Wilco – Cruel Country

Wilco – Cruel Country

Possiamo girare la frittata come vi pare, ma Cruel Country è il solito ed ennesimo disco dei Wilco alla Wilco. Più o meno ispirato, con alcune canzoni da raccogliere anche separatamente per un ipotetico best of, e a cui si tornerà in proporzione sempre minore rispetto ai classici della band di Chicago, perché tanto è chiaro, e non da oggi, che Tweedy abbia già vissuto la sua finest hour a cavallo tra i Novanta e i primi Zero.

Poi si può parlare di reminiscenze del periodo Uncle Tupelo e quindi di ritorno alle radici del loro sound, lasciandovi intromettere Nels Cline senza che questi faccia il fenomeno ad ogni costo come spesso è accaduto da quando è entrato nel gruppo, portandolo al dad rock più puro dopo gli anni in cui si era ben mosso attraverso i meandri dell’alternative.

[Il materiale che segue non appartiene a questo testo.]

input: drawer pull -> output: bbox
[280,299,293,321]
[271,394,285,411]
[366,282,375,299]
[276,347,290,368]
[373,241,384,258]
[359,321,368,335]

Non si spostano fuori dall’angolo di una bisettrice che conoscono fin troppo bene, e il grado di attenzione per un doppio album come Cruel Country regge fin quando il songwriting e quindi le melodie non vi sembreranno già sentite e quindi troppo facili da memorizzare. Sono buone in questo senso le basi fornite dalle tastiere di Mikael Jorgensen, che presenziano e fanno da soffice tappeto in tutta la parte centrale dell’albo, in particolare fino a quella Many Worlds che è un po’ la traccia più progressiva e Seventies da molti anni a questa parte (almeno dai tempi di Art of Almost, da The Whole Love), mentre restano più indigeste le solite canzonette mid-tempo elettroacustiche che non aggiungono davvero nulla, anzi forse tolgono qualcosa alla poetica della band, che finisce per scadere nel mestiere, e risultano perfino difficili da distinguere.

Ci sono anzi vari momenti che faranno contenti i vostri nonni appassionati di Grateful Dead e Creedence (Falling Apart per esempio), da ascoltare in pantofole e con la tisana della sera ben calda sul tavolino del living. E c’è il dubbio che Glenn Kotche non sia più nei Wilco in realtà, o che lo facciano suonare bendato, ma che non ce l’abbiano detto, visto che la batteria si limita a fare da un innocuo accompagnamento.

Resta curioso che dischi come questi che in teoria dovrebbero rappresentare una certa America bianca progressista e anti-repubblicana, che crede nei valori di giustizia sociale, integrazione, del lavoro sicuro per tutti, della lotta all’inquinamento e di lotta agli stereotipi peggiori che noi europei affibbiamo all’americano medio, siano invece album di musica rock che più conservatrice non si può. Canzoni che suonano nostalgiche di un periodo in cui l’America ha plagiato il resto del mondo con i suoi brand e concetti capitalistici. D’altronde se ci trovi i Creedence e non i Pink Floyd, qualche dubbio ti poteva venire da subito. E il timore è che questa sia la possibile fine di molte formazioni di rock alternative con ancora un contratto discografico acceso (Pearl Jam anyone?).
Cruel Country può pure avere dei contenuti proletari figli della lezione del mitico Woody Guthrie e di Bob Dylan, ma alla fine dei conti suona proprio come un album in cui il significante è rivolto a una classe (più che a una generazione) che questo mondo ce l’ha lasciato così com’è, dopo aver solo abbozzato una protesta.